Wednesday, February 29, 2012
24lbs down :)
Oh am I so happy to be home :)) I missed my husband oh so much!! I was very proud of myself that I kept up with my goals and I didn't gain weight, I lost 4lbs :)) so now I have reached my first goal!! Now on to my next, 18lbs to go. And tomorrow starts a hard core routine so I am excited to see my results!!!
On another note the girls and I had so much fun on our trip, very exhausting but fun, we got to visit with lots of family, and go to Disneyland! Both girls enjoyed it and I got to get on some rides. In the two weeks, the girls changed so much! Jennika repeats everything, and has grown into this little girl, Ruth is all over the place, and blabbering non stop. It's crazy how time flies. And in such a short time they can grow so fast!!! But back to reality! And I need a life, so I am going to work on getting out more and hopefully meeting friends that can become life long friends, I am so tired of not having a social life let alone not having a life outside of my family. So let's hope I can work on that. But until then all focus is on reaching my goals and being the best wife n mom I can be!!!
Sunday, February 19, 2012
Visiting family!
Wow have I had a packed week. The girls and I left NC for Oregon last Tuesday and spent 2 days in Washington. Got to see my bestie and my nieces n nephews! It was so awesome to see them all and I'm happy it worked out and their moms worked with me :) then came down to Albany and have been visiting with family. I have been keeping to my goal and have not had any fast food. Been keeping myself under my calorie goal and eating the right portions. I have not worked out every day but we have also haven't been in one spot long enough for me to relax and workout. Which is no excuse but I am excited to get to Cali with my mom so we can workout together! I have been doing a few workouts here and there just randomly when I'm bored. I know I will prob not be at the same weight I was when I left but I also haven't been able to weigh myself. However today I had to buy new pants since mine were getting too loose and I have dropped 2 jean sizes!!! I am 2 sizes away from my first goal and 4 away from my ultimate goal!!!! :) and when I get home I will be hitting the working out hard. I have a plan that I'll be doing the 30 day shred along with slim in 6 plus a run and I feel that will get me to a good rhythm and I will be able to keep with it :) I am still happy with myself and do glad I am out of my old pants!!! And all I want is to continue to lose and of these pants seem to be tight one day I will be working my butt off that day! I will not go back to my old pants!!! I refuse!!! I'm posting my progress pics and my pic in my new smaller pants :)))
Monday, February 13, 2012
All ready for the west coast.
Tomorrow morning the girls and I head to Oregon then driving up to fort Lewis, then to sequim, back to Lewis and the next day back down to Oregon. For 5 days then off to Cali! Oh man it's going to be a busy busy week then a somewhat relaxing week. I am excited to see my nieces and nephews, and the Justus family. Then to see the in laws and more family. But I have to say I am super excited to have some in n out and take the girls to Disney land!!!! Wishing my hubs was coming with me but he can't :( I am also super excite to see everyone (as of right now) nearly 20lbs lighter!!!!! John and I are on our second day of detox and from yesterday I have lost 4.5lbs!!! And John lost 2.5!!! I am becoming so happy with myself. I am proud. But I have a huge challenge in front of me. 2 weeks of not being home. And I have to make sure I continue to workout and eat right. I refuse to eat fast food. I will eat subway if I need to! But I prefer to eat better. So wish me luck!!! My plan is to get some groceries when I get out there so I'll be good :) but I'm stressing out. This is my first flight that I will be completely alone from start to finish. Both times. Since I'm renting a car. So I have to figure out how to manage 2 car seats, a pack n play, a suitcase and a double stroller! AHHHHH. I know I can handle it. It's just overwhelming thinking about it! Well now I'm off to clean finish up last min things and workout!
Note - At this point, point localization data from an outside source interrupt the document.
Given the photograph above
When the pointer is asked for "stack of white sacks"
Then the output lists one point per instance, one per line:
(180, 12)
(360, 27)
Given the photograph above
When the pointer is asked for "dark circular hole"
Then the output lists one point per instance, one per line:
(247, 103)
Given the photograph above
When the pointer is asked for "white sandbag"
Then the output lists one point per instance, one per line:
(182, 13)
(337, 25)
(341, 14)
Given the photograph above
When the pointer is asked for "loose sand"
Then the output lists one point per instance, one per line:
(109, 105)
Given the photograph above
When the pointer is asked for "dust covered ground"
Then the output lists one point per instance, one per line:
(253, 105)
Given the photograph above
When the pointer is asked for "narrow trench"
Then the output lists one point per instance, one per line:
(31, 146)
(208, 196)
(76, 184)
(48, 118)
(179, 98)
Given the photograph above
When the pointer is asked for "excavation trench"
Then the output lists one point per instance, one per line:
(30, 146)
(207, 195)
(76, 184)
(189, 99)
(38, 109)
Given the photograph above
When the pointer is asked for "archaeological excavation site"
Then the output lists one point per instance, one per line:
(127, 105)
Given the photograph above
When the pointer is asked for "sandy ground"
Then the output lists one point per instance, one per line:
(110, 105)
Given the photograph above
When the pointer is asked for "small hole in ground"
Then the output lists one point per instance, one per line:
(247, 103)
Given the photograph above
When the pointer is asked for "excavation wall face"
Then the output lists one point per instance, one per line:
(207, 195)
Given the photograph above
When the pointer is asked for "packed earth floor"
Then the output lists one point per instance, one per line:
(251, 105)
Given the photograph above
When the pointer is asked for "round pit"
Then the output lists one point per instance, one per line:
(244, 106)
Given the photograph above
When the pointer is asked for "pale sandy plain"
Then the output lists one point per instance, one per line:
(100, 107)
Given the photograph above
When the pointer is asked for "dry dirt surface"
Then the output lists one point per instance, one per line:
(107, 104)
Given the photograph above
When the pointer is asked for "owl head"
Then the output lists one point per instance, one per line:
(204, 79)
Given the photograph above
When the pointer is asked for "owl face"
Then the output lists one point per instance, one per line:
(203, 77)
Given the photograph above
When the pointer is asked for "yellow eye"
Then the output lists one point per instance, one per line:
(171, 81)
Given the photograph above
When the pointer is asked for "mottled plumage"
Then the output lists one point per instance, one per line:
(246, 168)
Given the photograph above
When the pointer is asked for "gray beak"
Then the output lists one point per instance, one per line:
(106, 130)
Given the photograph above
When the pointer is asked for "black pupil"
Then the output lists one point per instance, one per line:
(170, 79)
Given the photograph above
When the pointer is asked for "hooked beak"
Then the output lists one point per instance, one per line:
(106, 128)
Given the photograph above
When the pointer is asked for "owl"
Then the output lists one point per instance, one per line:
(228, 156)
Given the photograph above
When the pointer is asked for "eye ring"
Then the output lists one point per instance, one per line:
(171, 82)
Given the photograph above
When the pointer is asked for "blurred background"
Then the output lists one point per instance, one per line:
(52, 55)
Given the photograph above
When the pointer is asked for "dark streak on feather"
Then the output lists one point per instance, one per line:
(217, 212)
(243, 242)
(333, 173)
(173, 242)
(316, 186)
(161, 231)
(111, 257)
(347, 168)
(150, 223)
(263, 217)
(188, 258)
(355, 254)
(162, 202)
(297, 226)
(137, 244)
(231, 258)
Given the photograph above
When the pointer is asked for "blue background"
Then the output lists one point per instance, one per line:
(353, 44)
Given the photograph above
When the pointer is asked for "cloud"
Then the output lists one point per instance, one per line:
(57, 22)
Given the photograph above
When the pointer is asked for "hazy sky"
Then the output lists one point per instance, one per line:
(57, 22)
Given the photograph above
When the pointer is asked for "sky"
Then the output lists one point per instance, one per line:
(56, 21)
Saturday, February 4, 2012
Lost.
I'm finding that I am getting back into the place where I don't want to be. Going from lots of great friends that enjoy talking to me as much as I enjoy talking to them to one or two people that I talk to maybe on a weekly basis. Starting to feel like I am just not good enough to continue being friends with or I am just easy to forget. I like to think that it's not true but sadly the more days past the more I realize I am not a person people enjoy being friends with for life and I feel I am the only one who keeps trying so I am done. I officially am tired of trying to involve myself and feeling like I bug people so I'm just going to keep to myself. Getting off Facebook and not dealing with trying to make everyone see that I'm still alive. But instead I'm just going to focus on my girls and my husband. Not going to put myself out there anymore and I'm not going to be sharing my business with anyone. If people want to know how I'm doing then they can call me. I'm tired of everything really. But onto a better note I am succeeding in my weigh loss journey more than I expected. Things are going great and I am becoming comfortable with myself. Can't wait to see my progress at the end of the month.